Both indexes backed off from a previous rally that saw them gain more than 2 percent before profit-taking began.
The CSI300 property sub-index jumped 4.2 percent by midday.
All four listed insurance companies rose, with China’s biggest insurance firm China Life Insurance Co soaring by its 10 percent daily limit.
Insurance companies, like other financial blue chips, are expected to benefit from the stock market rally, and retail investors have been moving money around different categories of finance shares in recent weeks, causing sharp gains that can wear off quickly, analysts say.
China CSI300 stock index futures for January rose 0.9 percent, to 3,528.8, 54.38 points above the current value of the underlying index. Other contracts also posted similar rises.
Hong Kong shares rose steeply on Monday, pulled upward by the rally on the mainland and supported by gains in overseas markets, analysts said.
The Hang Seng index added 1.9 percent to 23,790.20 points, while the Hong Kong China Enterprises Index gained 4.0 percent to 12,021.04.
“The overall tone in Hong Kong has improved as we were lagging from other markets in the past month,” said Alex Wong, director at Ample Finance Group in Hong Kong.
Wong added that investors were paying more attention to the price discrepancy of A-H dual-listed stocks as prices of Hong Kong listings are far cheaper than their mainland counterparts.
However, the index measuring price differences between dual-listed companies in Shanghai and Hong Kong stood at 125.39 by midday, its widest divergence since 2011.

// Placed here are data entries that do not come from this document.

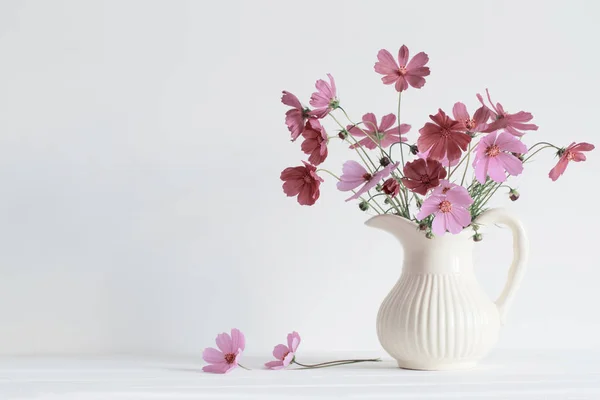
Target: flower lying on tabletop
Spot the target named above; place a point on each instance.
(303, 182)
(382, 134)
(449, 209)
(226, 358)
(315, 142)
(286, 355)
(296, 117)
(444, 138)
(354, 175)
(571, 153)
(494, 157)
(441, 189)
(403, 72)
(513, 123)
(325, 98)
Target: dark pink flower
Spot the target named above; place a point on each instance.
(383, 133)
(571, 153)
(315, 141)
(493, 157)
(296, 117)
(513, 123)
(325, 98)
(450, 209)
(476, 124)
(302, 181)
(354, 175)
(285, 354)
(391, 187)
(226, 358)
(421, 175)
(444, 139)
(403, 72)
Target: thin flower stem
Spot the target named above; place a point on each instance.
(537, 151)
(335, 363)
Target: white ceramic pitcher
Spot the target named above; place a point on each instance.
(437, 316)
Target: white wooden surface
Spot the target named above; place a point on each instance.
(511, 375)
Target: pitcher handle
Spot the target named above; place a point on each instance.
(520, 254)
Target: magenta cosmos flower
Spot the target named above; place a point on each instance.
(443, 139)
(303, 182)
(449, 207)
(325, 98)
(571, 153)
(421, 175)
(285, 354)
(354, 175)
(383, 133)
(296, 117)
(403, 72)
(226, 358)
(493, 157)
(476, 124)
(315, 142)
(515, 124)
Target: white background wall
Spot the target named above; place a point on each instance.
(141, 144)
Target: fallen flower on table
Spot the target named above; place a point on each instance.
(286, 355)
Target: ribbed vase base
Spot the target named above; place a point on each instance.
(435, 366)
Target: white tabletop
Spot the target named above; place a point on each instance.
(513, 374)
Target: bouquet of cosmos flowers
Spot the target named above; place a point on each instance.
(435, 188)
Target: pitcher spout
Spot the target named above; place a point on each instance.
(403, 229)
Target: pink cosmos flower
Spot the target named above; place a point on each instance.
(302, 181)
(285, 354)
(315, 141)
(354, 175)
(421, 175)
(382, 133)
(325, 98)
(513, 123)
(450, 210)
(571, 153)
(493, 157)
(476, 124)
(403, 72)
(296, 117)
(226, 358)
(444, 138)
(391, 187)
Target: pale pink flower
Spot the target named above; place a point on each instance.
(493, 157)
(383, 133)
(296, 117)
(513, 123)
(226, 358)
(354, 175)
(285, 354)
(303, 182)
(571, 153)
(403, 72)
(325, 98)
(443, 139)
(315, 141)
(449, 209)
(476, 124)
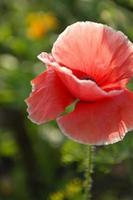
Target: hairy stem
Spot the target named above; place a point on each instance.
(89, 171)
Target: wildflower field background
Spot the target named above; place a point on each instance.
(38, 162)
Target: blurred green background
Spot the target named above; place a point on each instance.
(38, 162)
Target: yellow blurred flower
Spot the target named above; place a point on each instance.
(39, 23)
(57, 196)
(74, 187)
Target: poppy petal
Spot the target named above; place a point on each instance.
(49, 97)
(101, 52)
(85, 90)
(103, 122)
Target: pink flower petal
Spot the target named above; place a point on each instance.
(103, 122)
(49, 97)
(104, 54)
(85, 90)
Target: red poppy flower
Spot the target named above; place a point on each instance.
(92, 64)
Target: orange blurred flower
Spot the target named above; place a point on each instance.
(39, 23)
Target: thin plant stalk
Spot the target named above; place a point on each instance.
(89, 171)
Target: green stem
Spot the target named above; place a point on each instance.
(89, 171)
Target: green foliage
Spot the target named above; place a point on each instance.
(38, 163)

A value above 100 indicates Shanghai shares are pricing at a premium to shares in the same company trading in Hong Kong, and vice versa, and many analysts expected the premium to be erased as the Shanghai-Hong Kong stock connect programme allowed capital to flow between the two markets.
Instead, cross border flows remained both tepid and unbalanced, with little money flowing south from Shanghai to Hong Kong, and the difference between valuations has increased dramatically as mainland markets have gone on a leverage-fuelled rally while Hong Kong markets have lagged.
Total volume of A shares traded in Shanghai was 31.66 billion shares, while Shenzhen volume was 12.44 billion shares.
Total trading volume of companies included in the HSI index was 1.2 billion shares.